McCain is not the darling of the media. Fox News maybe.

The media bar-b-cues on the "Straight Talk Express" are amply well-documented, as are pundit admissions that the media is McCain's "real base," attested to on MSNBC and CNN as much as on Fox. For more: Free Ride: John McCain and the Media.

I'm with Mrs. Clinton, who, in the longer run... has a better chance of edging out McCain anyway.

Clinton went into this race with historically unprecedentedly high negatives. She hasn't made a dent in them. If people wanted somebody who was a shoe-in to beat McCain on the numbers, they would have supported the incomparably better John Edwards, in my view. But it doesn't matter -- McCain loses to anybody this election.

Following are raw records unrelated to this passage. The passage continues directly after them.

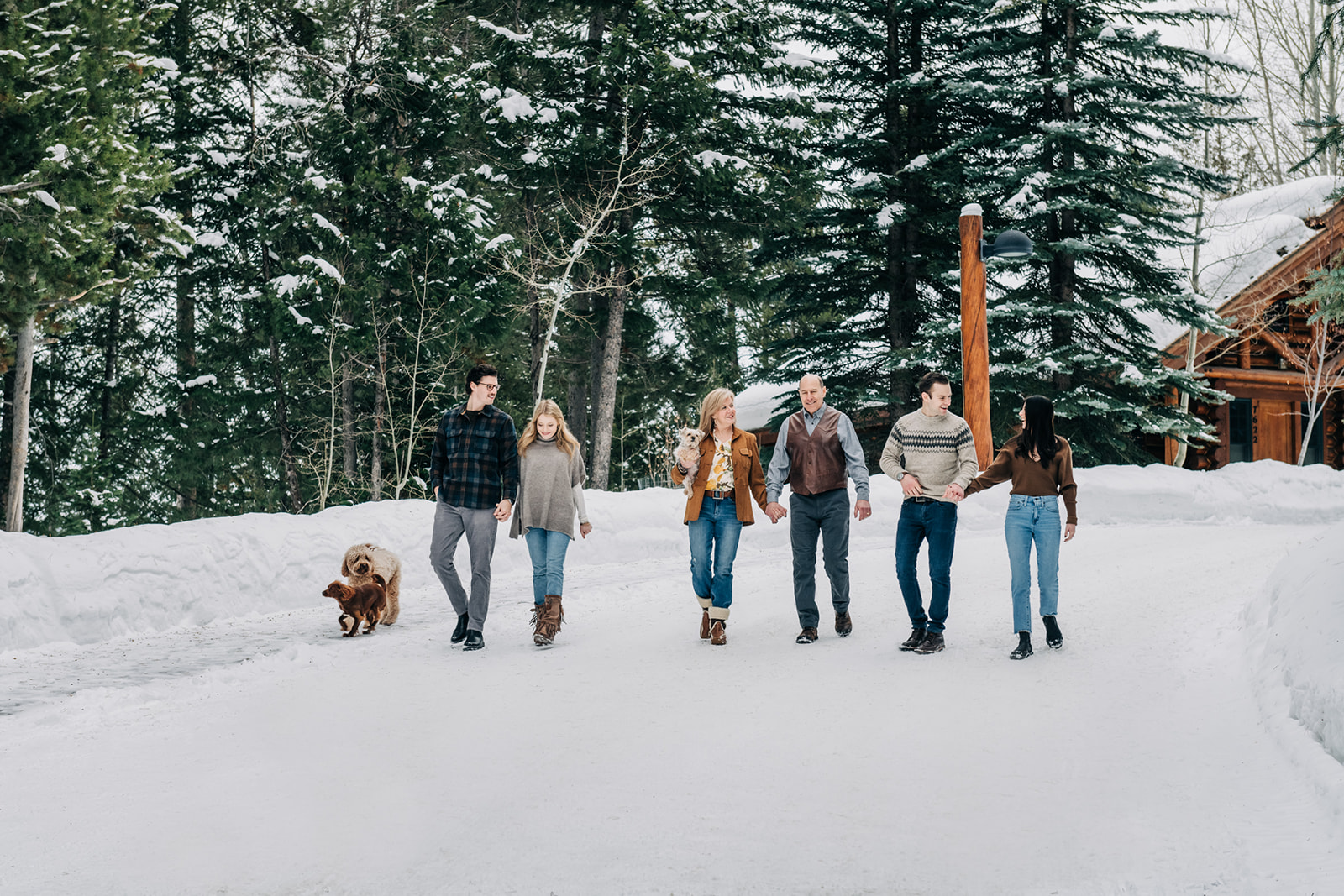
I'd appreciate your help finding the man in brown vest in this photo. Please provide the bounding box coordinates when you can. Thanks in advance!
[764,374,872,643]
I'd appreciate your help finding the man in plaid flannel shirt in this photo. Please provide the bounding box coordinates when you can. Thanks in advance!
[428,364,517,650]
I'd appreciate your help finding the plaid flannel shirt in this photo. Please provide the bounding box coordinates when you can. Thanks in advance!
[428,403,517,509]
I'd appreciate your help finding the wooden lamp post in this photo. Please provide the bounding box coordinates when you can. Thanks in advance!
[961,204,1031,470]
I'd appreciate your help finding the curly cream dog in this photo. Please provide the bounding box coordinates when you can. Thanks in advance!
[340,542,402,627]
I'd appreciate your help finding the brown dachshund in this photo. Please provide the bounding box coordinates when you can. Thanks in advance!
[323,572,387,638]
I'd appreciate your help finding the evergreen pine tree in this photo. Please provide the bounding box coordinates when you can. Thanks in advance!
[958,0,1235,464]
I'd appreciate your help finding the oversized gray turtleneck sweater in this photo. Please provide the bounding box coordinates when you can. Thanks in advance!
[508,438,589,538]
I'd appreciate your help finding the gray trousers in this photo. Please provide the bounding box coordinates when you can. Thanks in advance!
[428,501,499,631]
[789,489,849,629]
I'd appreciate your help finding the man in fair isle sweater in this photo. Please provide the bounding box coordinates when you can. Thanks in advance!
[879,372,979,654]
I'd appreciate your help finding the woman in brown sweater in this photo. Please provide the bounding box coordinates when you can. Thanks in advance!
[966,395,1078,659]
[672,388,766,643]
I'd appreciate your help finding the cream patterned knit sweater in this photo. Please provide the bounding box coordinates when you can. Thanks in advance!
[879,411,979,501]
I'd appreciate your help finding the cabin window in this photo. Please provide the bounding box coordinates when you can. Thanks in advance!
[1293,401,1326,464]
[1227,398,1252,464]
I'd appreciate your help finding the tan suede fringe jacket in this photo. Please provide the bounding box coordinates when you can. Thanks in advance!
[672,426,766,525]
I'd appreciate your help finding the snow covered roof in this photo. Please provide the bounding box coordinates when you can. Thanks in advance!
[1165,177,1344,367]
[1147,175,1344,351]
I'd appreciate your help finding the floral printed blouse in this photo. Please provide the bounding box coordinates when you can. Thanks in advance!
[704,439,732,491]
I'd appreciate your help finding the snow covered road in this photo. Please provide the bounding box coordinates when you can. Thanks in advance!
[0,522,1344,896]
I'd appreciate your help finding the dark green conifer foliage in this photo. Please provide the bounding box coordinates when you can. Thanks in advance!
[764,0,985,429]
[0,0,186,533]
[961,0,1235,464]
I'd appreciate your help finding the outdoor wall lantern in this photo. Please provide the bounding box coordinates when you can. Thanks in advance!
[959,204,1031,470]
[979,230,1031,258]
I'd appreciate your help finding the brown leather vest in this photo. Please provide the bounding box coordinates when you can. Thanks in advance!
[785,407,845,495]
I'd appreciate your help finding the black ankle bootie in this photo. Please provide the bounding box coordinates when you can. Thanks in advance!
[1040,616,1064,650]
[450,612,466,643]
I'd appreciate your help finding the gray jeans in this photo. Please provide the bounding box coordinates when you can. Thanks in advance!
[789,489,849,629]
[428,501,499,631]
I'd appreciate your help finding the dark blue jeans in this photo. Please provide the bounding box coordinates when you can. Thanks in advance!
[687,495,742,619]
[789,489,849,629]
[896,498,957,631]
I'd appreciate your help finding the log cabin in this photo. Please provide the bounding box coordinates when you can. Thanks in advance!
[1161,200,1344,470]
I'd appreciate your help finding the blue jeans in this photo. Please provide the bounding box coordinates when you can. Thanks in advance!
[522,525,570,603]
[687,495,742,618]
[1004,495,1063,631]
[789,489,849,629]
[896,498,957,631]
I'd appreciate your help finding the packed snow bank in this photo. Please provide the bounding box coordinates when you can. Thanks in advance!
[0,461,1344,649]
[1245,524,1344,814]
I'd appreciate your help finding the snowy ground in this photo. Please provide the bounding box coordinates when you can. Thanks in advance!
[0,462,1344,896]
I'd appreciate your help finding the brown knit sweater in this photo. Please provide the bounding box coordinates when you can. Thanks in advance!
[966,435,1078,524]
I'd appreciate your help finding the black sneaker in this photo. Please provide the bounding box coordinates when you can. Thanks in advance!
[916,631,945,652]
[449,612,466,643]
[1040,616,1064,650]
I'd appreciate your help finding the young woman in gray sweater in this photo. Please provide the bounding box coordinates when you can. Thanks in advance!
[509,399,593,647]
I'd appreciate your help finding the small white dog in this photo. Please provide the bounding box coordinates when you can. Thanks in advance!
[672,426,704,497]
[340,542,402,630]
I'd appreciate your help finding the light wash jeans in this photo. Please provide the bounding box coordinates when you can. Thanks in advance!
[687,495,742,610]
[1004,495,1063,631]
[522,525,570,603]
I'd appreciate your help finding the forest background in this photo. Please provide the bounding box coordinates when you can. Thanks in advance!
[0,0,1341,535]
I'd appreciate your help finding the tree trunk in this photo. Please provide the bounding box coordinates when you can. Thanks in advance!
[368,334,387,501]
[176,259,197,520]
[270,336,304,513]
[0,367,15,516]
[340,346,359,485]
[89,291,121,532]
[4,314,36,532]
[593,264,630,490]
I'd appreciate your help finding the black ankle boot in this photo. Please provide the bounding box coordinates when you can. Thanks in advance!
[1040,616,1064,650]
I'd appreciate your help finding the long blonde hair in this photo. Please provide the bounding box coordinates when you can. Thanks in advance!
[517,398,580,457]
[701,388,735,439]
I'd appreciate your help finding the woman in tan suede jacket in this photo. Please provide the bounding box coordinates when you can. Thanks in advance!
[672,388,766,645]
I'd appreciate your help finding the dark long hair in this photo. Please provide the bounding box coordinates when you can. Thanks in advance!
[1015,395,1058,469]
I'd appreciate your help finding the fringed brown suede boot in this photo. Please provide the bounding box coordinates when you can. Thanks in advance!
[533,594,560,647]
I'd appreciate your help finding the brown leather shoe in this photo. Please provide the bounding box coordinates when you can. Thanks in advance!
[916,631,945,652]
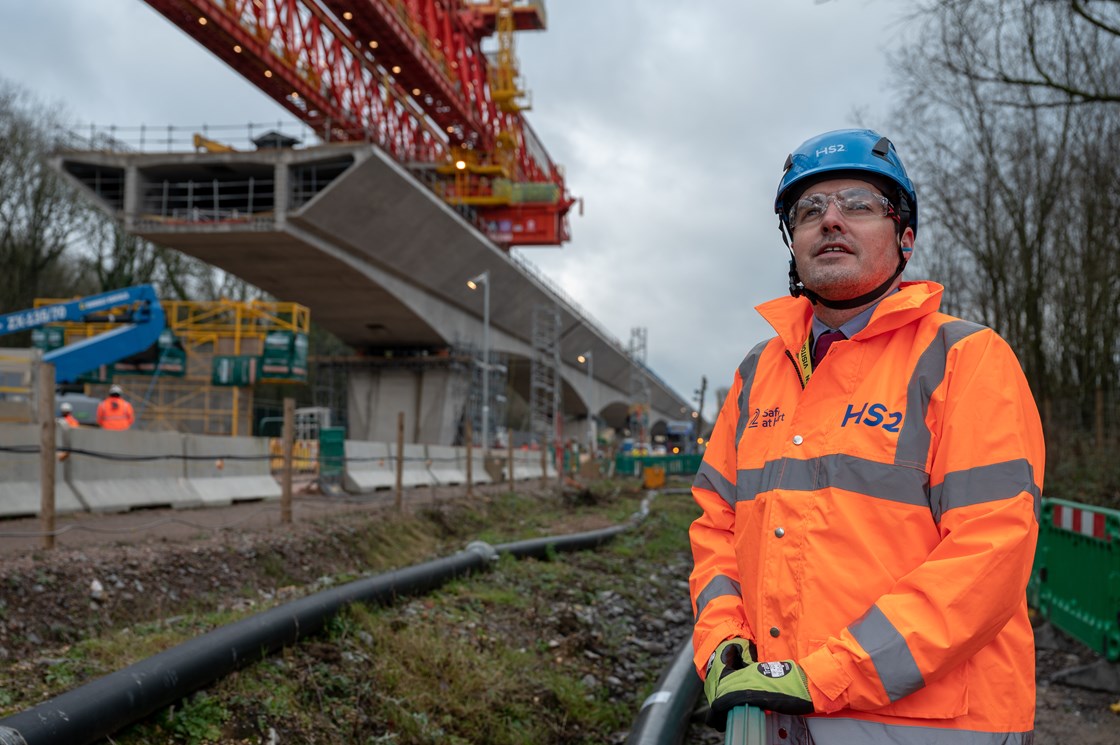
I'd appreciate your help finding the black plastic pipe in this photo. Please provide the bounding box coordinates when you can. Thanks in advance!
[0,517,646,745]
[626,637,702,745]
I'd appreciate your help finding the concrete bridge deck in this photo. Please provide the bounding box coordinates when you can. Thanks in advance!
[55,143,691,441]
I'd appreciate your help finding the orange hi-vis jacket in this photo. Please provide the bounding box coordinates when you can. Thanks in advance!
[97,395,136,429]
[689,282,1045,745]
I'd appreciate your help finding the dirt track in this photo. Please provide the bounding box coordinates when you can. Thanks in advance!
[0,482,1120,745]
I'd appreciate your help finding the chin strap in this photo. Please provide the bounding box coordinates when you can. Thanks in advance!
[790,246,906,310]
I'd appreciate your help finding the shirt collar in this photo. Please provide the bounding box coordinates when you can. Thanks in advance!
[813,287,898,338]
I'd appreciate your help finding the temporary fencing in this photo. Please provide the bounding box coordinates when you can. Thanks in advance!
[1027,499,1120,662]
[0,425,85,518]
[343,440,396,494]
[0,425,609,518]
[615,454,703,478]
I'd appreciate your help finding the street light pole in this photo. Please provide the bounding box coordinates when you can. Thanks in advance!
[467,269,489,458]
[576,351,597,458]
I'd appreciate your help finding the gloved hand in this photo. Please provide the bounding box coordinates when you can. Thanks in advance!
[704,655,813,732]
[703,637,758,706]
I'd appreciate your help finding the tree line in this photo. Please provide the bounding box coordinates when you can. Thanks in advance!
[0,78,262,329]
[890,0,1120,507]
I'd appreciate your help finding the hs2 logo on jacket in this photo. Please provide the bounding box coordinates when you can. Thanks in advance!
[747,407,785,429]
[840,401,903,434]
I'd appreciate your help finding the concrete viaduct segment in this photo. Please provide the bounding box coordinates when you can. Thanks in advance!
[54,143,691,444]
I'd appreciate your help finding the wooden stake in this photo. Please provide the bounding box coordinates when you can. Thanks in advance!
[280,398,296,524]
[38,361,55,550]
[396,411,404,512]
[464,419,475,496]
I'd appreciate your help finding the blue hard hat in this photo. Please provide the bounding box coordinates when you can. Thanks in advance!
[774,129,917,232]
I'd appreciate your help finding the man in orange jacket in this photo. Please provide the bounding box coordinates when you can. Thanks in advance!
[97,385,136,430]
[690,130,1045,745]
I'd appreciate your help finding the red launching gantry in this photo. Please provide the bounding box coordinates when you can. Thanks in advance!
[146,0,575,249]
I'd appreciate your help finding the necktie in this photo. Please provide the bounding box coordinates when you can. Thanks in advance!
[813,330,848,367]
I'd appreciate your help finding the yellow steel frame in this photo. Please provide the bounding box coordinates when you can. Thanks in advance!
[35,298,311,436]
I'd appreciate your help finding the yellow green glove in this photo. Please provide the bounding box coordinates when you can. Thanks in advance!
[704,650,813,732]
[703,637,758,706]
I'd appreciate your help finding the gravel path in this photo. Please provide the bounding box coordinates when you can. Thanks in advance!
[0,486,1120,745]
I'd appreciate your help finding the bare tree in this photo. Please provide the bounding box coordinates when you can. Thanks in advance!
[0,80,90,309]
[893,0,1120,501]
[916,0,1120,106]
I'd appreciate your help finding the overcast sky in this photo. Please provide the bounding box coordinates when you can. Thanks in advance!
[0,0,921,420]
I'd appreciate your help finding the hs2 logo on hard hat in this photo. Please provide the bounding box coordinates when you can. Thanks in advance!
[758,662,793,678]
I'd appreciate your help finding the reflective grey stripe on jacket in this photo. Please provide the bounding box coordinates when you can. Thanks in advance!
[725,320,1042,522]
[848,605,925,704]
[692,575,743,625]
[805,717,1035,745]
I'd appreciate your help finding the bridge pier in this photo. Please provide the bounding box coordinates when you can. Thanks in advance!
[346,360,470,445]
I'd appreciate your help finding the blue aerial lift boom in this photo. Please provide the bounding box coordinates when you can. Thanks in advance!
[0,285,167,383]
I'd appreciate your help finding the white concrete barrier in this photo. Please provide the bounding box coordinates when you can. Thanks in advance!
[463,447,494,484]
[427,445,467,486]
[184,435,280,506]
[0,425,85,518]
[343,440,396,494]
[400,444,433,487]
[513,449,541,481]
[64,428,202,512]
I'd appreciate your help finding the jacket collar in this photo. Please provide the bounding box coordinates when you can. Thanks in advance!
[755,280,944,353]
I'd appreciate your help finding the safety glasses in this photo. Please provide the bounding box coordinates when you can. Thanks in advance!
[786,186,898,231]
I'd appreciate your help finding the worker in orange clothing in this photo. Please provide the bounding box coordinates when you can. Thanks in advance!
[58,401,82,429]
[689,130,1045,745]
[97,385,136,429]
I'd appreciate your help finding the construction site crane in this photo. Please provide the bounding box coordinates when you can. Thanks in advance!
[0,285,167,383]
[144,0,575,249]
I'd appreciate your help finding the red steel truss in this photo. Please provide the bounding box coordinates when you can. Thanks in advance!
[144,0,573,245]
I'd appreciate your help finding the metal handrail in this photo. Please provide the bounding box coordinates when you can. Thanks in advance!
[724,706,766,745]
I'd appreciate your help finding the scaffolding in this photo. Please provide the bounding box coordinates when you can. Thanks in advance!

Obama is the better candidate for me because his purple-state strengths and activist energizing gives him better coat-tails and hence more Democratic asses in the seats to implement necessary progressive policies once he's in office and because he is more beholden to small campaign donors who are left of the corporate-militarists of the Village. In terms of policy and character I don't honestly think there is that much to distinguish them, although I have found the last couple of months of the Clinton campaign enormously ugly and off-putting.

De Thezier said...

Michael Anissimov said:

Instead of, "uh, I had NO IDEA that my pastor, who I listened to every Sunday, was preaching for years about how HIV is a synthetic virus introduced to inner cities by the government".

Although I am aware of the dubious credibility of the website it is published on, I still suggest you read an essay entitled Reverend Jeremiah Wright Is Right About Man-Made AIDS By Alan Cantwell, MD, simply as an exercise in devil's advocacy.

That being said, Michael, have you actually listening to Wright's entire sermons (rather than decontextualized Youtube clips), the Bill Moyers Journal interview of Wright, and Wright's speech at the Detroit chapter of the NAACP?

Now that I have I would gladly go his church every Sunday despite the fact I am an agnostic Unitarian Universalist.